Before each session, Tech Training will provide a Zoom link for live online classes, along with any required class materials.
Data science and digital image processing are becoming an increasingly integral part of health care. This course exposes you to ways data science is used to extract innovative and actionable insights from healthcare-related datasets and medical imaging.
In this course, we will examine how predictive modeling is used to assess outcomes, needs, and potential interventions. We will also explore medical image analysis which has become an inherent part of medical technology.
Prerequisites:
Basic Python programming experience
Learning Objectives:
During this course, you will have the opportunity to:
- Install Anaconda on a personal computer.
- Prepare and explore healthcare-related datasets using the primary tools for data science in Python (e.g., NumPy, Pandas, Matplotlib, Scikit-learn).
- Examine many of the unique qualities and challenges of healthcare data.
- Understand how data science is impacting medical diagnosis, prognosis, and treatment.

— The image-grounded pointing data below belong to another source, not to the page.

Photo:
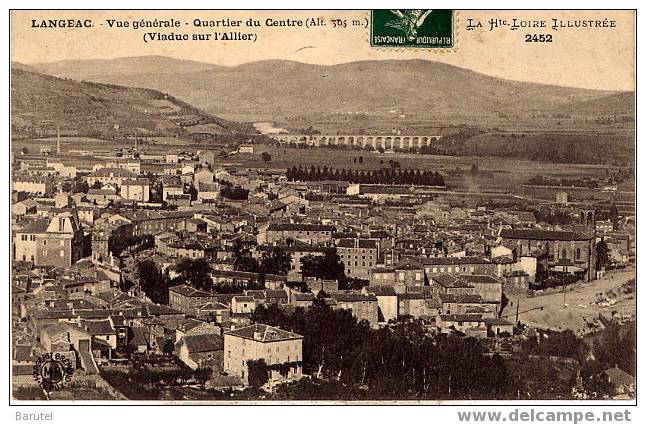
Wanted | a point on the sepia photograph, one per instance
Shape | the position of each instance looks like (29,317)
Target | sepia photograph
(336,207)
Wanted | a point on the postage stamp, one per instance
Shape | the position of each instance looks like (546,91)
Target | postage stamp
(52,371)
(419,28)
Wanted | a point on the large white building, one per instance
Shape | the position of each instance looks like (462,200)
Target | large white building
(255,342)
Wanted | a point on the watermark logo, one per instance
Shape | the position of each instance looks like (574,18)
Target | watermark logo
(419,28)
(52,371)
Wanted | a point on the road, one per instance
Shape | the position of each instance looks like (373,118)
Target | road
(572,309)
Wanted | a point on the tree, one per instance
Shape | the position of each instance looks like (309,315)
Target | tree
(196,273)
(258,374)
(602,254)
(275,261)
(152,282)
(327,266)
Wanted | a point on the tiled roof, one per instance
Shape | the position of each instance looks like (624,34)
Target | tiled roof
(203,343)
(300,227)
(449,261)
(548,235)
(265,333)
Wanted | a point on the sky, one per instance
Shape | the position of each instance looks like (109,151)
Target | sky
(595,58)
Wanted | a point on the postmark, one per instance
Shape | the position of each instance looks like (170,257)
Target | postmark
(418,28)
(52,371)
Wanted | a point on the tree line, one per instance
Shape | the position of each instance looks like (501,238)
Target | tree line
(389,363)
(380,176)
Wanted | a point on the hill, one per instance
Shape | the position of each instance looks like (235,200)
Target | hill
(40,103)
(94,69)
(614,104)
(276,89)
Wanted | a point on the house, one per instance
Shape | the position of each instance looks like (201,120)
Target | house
(171,187)
(110,175)
(213,311)
(471,324)
(61,244)
(24,240)
(27,206)
(308,233)
(359,256)
(208,191)
(243,304)
(35,185)
(64,336)
(137,190)
(303,300)
(102,196)
(418,305)
(387,302)
(189,300)
(204,175)
(201,351)
(278,348)
(562,246)
(363,306)
(462,265)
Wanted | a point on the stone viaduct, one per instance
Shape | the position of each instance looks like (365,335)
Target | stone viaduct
(359,140)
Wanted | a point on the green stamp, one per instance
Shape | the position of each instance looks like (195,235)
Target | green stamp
(420,28)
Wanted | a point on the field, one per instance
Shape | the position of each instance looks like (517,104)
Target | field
(574,308)
(500,174)
(507,173)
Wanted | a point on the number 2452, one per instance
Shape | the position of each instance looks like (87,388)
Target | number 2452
(538,38)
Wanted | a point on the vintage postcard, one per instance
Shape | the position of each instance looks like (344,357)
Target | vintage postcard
(323,206)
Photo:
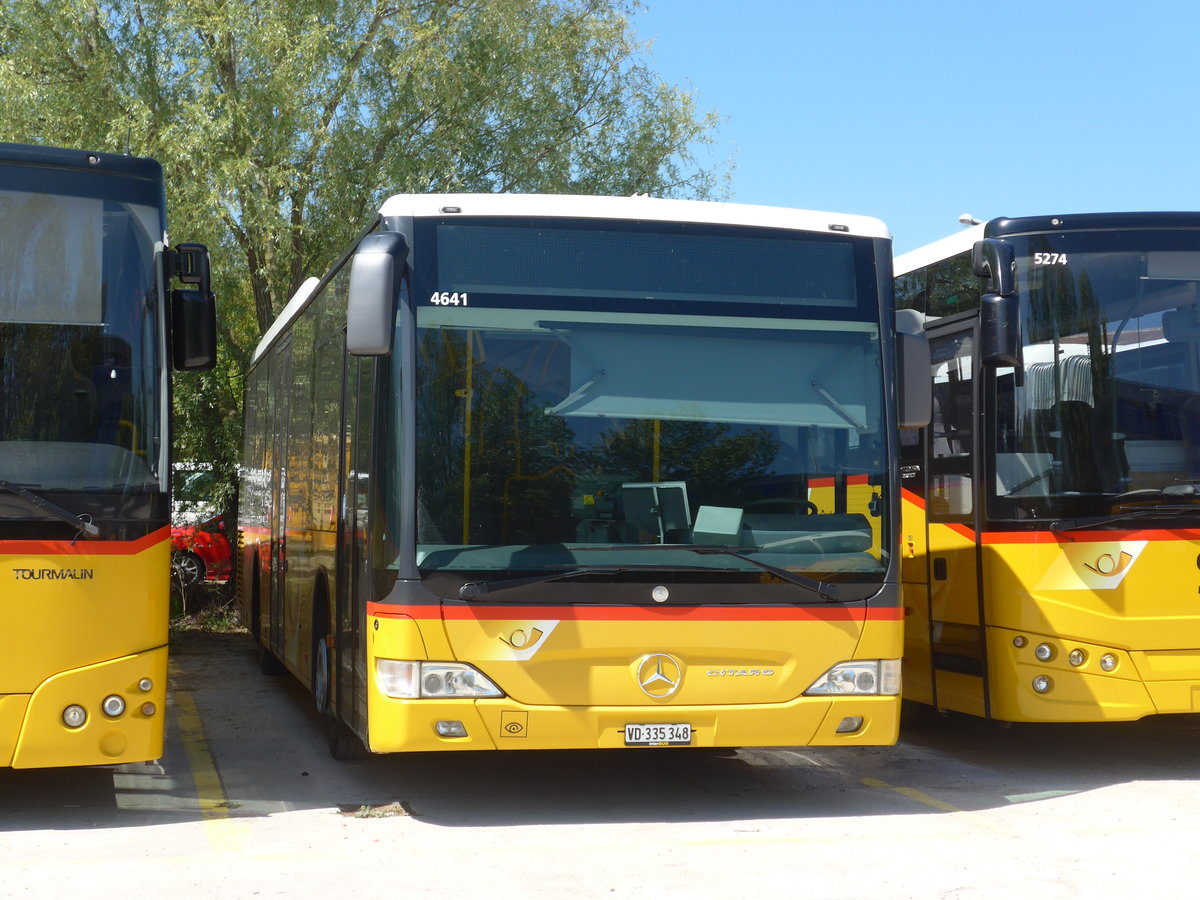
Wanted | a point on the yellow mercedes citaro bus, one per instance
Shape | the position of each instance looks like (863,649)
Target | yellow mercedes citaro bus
(531,472)
(1051,515)
(88,330)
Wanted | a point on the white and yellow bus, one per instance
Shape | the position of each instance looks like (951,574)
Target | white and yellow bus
(1051,516)
(84,463)
(529,472)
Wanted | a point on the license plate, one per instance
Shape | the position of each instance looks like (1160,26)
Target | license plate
(658,735)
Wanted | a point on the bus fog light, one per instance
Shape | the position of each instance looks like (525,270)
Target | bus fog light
(113,706)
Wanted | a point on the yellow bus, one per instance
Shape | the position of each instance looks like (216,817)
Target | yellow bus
(1051,516)
(544,472)
(84,462)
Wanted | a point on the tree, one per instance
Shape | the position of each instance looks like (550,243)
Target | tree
(281,125)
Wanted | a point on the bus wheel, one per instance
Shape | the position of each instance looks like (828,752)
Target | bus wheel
(322,661)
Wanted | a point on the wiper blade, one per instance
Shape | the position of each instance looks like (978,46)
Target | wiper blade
(83,523)
(826,591)
(475,589)
(1074,525)
(823,589)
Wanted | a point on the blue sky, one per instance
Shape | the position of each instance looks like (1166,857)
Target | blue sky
(917,112)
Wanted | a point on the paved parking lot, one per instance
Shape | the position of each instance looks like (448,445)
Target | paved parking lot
(246,801)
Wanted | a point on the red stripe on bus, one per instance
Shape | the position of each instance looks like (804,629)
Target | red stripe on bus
(633,613)
(1091,537)
(814,483)
(85,547)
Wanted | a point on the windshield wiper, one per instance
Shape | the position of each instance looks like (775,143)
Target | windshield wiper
(826,591)
(1072,525)
(475,589)
(83,523)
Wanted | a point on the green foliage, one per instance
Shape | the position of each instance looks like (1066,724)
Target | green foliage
(281,125)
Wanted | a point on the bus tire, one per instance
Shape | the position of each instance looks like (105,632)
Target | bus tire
(268,663)
(322,658)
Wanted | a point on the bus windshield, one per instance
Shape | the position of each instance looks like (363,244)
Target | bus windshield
(588,394)
(79,357)
(1107,419)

- Use a data-science approach to evaluate and learn from healthcare data (e.g., behavioral, genomic, pharmacological).
- Use deep learning and TensorFlow to interpret and classify medical images.
- Perform feature extraction, segmentation, and quantitative measurements of medical images.

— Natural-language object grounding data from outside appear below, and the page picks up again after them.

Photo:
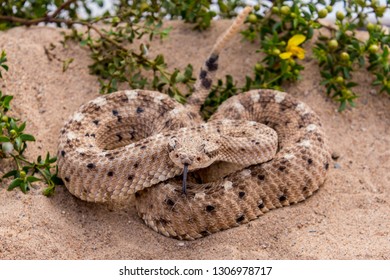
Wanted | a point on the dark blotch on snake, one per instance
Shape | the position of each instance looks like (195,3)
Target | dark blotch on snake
(169,202)
(261,205)
(240,218)
(282,168)
(203,74)
(139,110)
(90,165)
(326,166)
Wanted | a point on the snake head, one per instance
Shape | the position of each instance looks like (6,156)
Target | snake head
(196,152)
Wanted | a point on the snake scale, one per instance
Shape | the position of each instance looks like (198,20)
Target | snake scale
(261,150)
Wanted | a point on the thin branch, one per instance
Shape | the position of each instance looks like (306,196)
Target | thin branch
(60,8)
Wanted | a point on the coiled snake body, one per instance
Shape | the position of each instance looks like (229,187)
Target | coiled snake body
(261,150)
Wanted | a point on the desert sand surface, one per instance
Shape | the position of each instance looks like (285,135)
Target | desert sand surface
(348,218)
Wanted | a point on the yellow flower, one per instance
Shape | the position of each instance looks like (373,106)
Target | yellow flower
(292,48)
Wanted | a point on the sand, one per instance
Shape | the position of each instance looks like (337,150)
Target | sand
(347,219)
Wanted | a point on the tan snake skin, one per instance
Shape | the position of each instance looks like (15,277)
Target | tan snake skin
(137,142)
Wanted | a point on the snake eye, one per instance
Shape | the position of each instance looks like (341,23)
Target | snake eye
(172,144)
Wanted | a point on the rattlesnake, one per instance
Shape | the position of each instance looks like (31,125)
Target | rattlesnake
(138,142)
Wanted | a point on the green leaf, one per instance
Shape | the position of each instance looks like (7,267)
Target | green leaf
(4,139)
(15,183)
(10,173)
(31,179)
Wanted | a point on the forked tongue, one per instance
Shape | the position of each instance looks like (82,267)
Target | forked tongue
(184,186)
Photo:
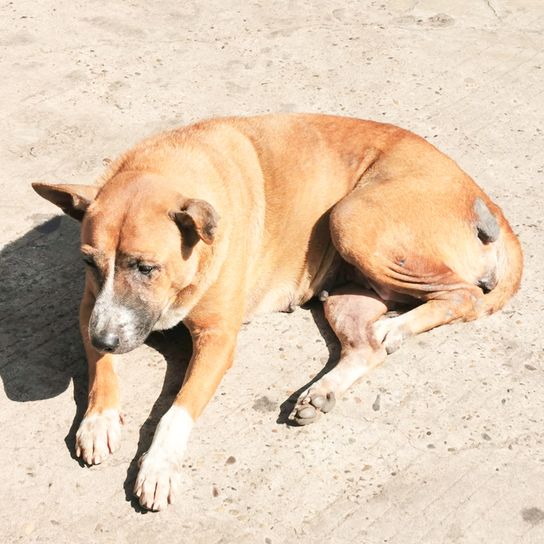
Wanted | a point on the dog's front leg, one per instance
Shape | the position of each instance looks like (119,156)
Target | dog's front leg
(160,467)
(100,430)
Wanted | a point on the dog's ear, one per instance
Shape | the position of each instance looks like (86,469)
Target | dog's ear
(73,200)
(197,220)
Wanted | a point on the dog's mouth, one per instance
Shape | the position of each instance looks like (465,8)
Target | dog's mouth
(116,337)
(110,342)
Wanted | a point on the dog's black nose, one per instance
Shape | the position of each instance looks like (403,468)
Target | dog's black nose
(107,342)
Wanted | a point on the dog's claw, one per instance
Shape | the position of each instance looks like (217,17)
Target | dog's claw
(98,436)
(311,405)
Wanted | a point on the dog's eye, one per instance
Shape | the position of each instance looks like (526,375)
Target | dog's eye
(145,269)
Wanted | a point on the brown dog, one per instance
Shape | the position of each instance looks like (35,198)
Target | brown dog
(213,223)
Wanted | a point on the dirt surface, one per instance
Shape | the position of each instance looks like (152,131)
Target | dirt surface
(443,443)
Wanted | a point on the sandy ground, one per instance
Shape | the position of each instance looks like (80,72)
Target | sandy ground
(443,443)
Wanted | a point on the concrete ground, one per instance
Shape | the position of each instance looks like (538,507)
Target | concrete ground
(443,443)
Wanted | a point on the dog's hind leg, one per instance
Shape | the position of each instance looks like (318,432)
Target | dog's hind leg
(351,312)
(457,305)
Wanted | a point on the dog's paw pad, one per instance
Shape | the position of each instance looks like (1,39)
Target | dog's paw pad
(311,405)
(98,435)
(157,482)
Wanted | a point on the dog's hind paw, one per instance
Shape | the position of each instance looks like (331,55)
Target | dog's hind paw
(99,434)
(311,404)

- Understand the increasing importance of data science and image processing in healthcare.
Topic Outline:
- Course Introduction
- Overview of Data Science in Healthcare
- Milestone 1: Install Anaconda/Work with Jupyter Notebooks
- The Data Science Process
- How Data Science is transforming the healthcare sector
- Essential Python Data Science Libraries
- NumPy
- Pandas
- Matplotlib
- Scikit-learn - Data Visualization
- Line Chart
- Scatterplot
- Pairplot
- Histogram
- Density Plot
- Boxplot
- Customizing Charts - Milestone 2: Perform Exploratory Data Analysis of Healthcare Datasets
- Milestone 3: Use Scikit-learn to Apply Machine Learning to Healthcare Questions
- Introduction to Deep Learning for Medical Image Analysis
- Digital Image Processing
- Contrast and Brightness Correction
- Edge Detection
- Image Convolution
- Milestone 4: Use TensorFlow to Interpret and Classify Medical Images
- Conclusion: Next Steps
Structured Activity/Exercises/Case Studies:
- Milestone 1: Install Anaconda/Work with Jupyter Notebooks
- Milestone 2: Perform Exploratory Data Analysis of Healthcare Datasets
- Milestone 3: Use Scikit-learn to Apply Machine Learning to Healthcare Questions
- Milestone 4: Use TensorFlow to Interpret and Classify Medical Images
University IT Technology Training classes are only available to Stanford University staff, faculty, students and Stanford Hospitals & Clinics employees. A valid SUNet ID is needed in order to enroll in a class.